In Spooklands, tension comes from the fact that every time you shoot, you move in the opposite direction. You want to survive the monsters that come from one way, but you're most likely throwing yourself at another set of monsters as you shoot.
Gregory Trefry's "Casual Game Design: Designing Play for the Gamer in All of Us"
argues that good combo systems come from putting some extra tension over the base gameplay. That is, there's higher risk in doing it but if you manage to do it right you'll perform better than usual. We made Spooklands that way: you earn bonus points for destroying large groups of monsters - but letting monsters accumulate in the arena is precisely how you end up dead.

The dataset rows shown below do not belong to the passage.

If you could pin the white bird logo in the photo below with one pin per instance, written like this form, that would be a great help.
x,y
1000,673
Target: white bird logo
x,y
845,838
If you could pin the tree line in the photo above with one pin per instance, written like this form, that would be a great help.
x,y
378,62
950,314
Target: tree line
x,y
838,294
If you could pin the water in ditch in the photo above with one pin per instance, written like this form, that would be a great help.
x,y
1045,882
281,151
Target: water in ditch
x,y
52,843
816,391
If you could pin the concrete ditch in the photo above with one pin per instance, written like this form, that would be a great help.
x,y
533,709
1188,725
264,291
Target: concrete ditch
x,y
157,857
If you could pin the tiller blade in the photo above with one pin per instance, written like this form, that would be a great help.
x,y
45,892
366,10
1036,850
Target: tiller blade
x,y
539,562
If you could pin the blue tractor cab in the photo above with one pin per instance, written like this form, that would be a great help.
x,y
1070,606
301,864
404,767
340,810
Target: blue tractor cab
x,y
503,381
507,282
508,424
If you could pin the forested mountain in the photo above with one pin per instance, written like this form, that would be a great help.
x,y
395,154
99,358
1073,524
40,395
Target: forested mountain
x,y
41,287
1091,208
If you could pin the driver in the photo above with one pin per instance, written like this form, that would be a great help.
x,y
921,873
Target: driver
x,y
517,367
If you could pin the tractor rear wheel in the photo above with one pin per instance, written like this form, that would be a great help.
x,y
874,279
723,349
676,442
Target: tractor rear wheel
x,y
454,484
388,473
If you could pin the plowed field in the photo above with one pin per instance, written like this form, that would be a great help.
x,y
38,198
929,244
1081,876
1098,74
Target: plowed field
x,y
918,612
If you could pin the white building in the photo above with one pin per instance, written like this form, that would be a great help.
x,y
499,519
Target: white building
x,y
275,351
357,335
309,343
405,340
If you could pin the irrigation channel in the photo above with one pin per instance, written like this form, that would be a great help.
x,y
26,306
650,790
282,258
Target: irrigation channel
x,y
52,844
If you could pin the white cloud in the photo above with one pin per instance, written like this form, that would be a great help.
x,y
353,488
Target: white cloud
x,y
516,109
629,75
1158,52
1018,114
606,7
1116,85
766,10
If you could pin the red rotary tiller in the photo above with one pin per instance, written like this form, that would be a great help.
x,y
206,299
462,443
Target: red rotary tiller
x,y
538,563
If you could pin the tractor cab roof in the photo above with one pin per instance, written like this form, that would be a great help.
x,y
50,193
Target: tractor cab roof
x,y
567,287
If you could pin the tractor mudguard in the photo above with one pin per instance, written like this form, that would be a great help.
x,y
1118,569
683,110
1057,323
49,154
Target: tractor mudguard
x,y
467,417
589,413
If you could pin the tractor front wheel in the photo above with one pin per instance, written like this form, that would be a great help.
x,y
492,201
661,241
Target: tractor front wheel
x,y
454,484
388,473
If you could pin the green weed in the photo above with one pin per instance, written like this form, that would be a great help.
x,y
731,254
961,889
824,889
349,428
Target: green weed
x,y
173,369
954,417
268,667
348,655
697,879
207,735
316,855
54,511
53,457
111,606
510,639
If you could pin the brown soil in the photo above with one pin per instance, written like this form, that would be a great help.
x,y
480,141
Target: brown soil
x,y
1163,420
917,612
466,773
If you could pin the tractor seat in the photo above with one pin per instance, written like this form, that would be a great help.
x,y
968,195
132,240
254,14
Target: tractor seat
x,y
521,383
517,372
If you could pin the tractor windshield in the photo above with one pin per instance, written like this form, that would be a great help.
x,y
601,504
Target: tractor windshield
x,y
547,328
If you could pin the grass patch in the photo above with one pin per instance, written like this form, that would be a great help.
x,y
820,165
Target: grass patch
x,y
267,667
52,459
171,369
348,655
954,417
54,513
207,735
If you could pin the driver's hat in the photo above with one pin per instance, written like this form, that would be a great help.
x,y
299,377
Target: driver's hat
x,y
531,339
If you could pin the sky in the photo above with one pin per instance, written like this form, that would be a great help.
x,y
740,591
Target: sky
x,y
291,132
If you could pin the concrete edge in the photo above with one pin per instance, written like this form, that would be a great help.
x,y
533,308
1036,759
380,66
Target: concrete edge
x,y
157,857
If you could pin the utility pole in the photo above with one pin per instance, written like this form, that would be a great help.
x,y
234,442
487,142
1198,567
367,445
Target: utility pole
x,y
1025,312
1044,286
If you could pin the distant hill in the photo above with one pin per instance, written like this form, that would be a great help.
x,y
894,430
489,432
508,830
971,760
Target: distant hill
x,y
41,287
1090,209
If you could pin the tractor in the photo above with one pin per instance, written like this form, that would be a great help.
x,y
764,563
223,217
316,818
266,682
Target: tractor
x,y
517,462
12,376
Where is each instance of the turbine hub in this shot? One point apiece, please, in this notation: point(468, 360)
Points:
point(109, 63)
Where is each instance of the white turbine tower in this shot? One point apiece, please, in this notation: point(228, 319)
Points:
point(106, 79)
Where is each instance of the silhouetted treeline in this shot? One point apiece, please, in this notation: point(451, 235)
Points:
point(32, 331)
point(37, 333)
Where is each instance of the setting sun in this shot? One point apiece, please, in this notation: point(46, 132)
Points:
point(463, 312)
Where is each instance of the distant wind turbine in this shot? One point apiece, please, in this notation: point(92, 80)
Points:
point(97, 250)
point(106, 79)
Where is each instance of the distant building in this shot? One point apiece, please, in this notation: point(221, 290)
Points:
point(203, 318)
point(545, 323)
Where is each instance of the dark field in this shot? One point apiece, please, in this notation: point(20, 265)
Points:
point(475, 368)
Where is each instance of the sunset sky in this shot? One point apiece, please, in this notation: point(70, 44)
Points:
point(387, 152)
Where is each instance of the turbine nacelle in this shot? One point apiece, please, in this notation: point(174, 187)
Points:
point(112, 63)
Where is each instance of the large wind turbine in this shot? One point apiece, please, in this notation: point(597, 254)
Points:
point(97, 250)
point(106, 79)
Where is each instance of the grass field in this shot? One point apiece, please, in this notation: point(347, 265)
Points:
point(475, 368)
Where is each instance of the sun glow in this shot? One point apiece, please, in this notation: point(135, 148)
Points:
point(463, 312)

Our car combat game Battle Rides
also has tension rooted in its control scheme: the vehicles are always accelerating, and you have to repeatedly press the Brake/Reverse button to maneuver them and make the best use of your weapons. Not unlike the Flappy Bird example, you have to mantain constant, active control over your character to make it stay put or go where you want.
If you were to give more relaxed control over these characters (say, by putting Flappy Bird in space or removing the chasing guard from Subway Surfers), you'd take out the fundamental mechanics of tension from those games. Which you'd probably have to make up for using other tools such as active enemies, a timer, or some kind of cost for players' actions.
Same core, different game
Now, imagine how would golfing be if you swapped the "Par" from a set number of swings to a set time! Or, say, if you had just one shot - how would the game's goal change?
As I said earlier, the type of tension you choose to put in a game leads to different aesthetics of play. Clock ticking? Franctic, desperate action. Limited number of turns? Thought and careful consideration. The stactic board of Parole, full of hidden possibilities? Completionism. Something like gravity or the endless running? Twitchy, split-second reaction. Mana cost or cooldown for character control? Tactical behavior. Gonzo controls? Funny, social-inducing performances. Music, tempo? Rhythmic play.
In a game like Piano Tiles, for instance, what sets one game mode apart from another is just the way they inflict tension on the player. Everything else remains the same. The point is, even when you already have your core mechanics down, the choices you make on tension can generate a bunch of very different experiences.
I think the same can be applied on many levels, for micro or macro dynamics within your game. Risk-reward is a classic way of putting tension over choice, by offering better spoils to those willing to take an extra risk. Costs and gains in any management sim, or virtually every metagame involving economy are, too, a pervasive implementation of tension.
Toying with tension
As for the toy-game comparison: I believe the less tension you have, the more you approach the "toy" end of the play spectrum. Like the castle hub in Super Mario 64. Or any GTA game when you're not in trouble, just driving around in your car instead. A ball when you're not competing. The Sims when you cheat to get rich.
The fact is: tension is engaging. If reducing tension is your objective as a designer (a noble goal, mind you), you better build something that is just really fun to fiddle with by itself, with a set of systems that let players take their time and play around without aim, and that have the power to hook them up when they want to be hooked.
When you least expect it, players will rob a car, bring a creeper into their house or decide to get that unreachable coin just because it's there. Then they'll be in the game's web once more, and you'll know you got another one tensed up and fighting for release.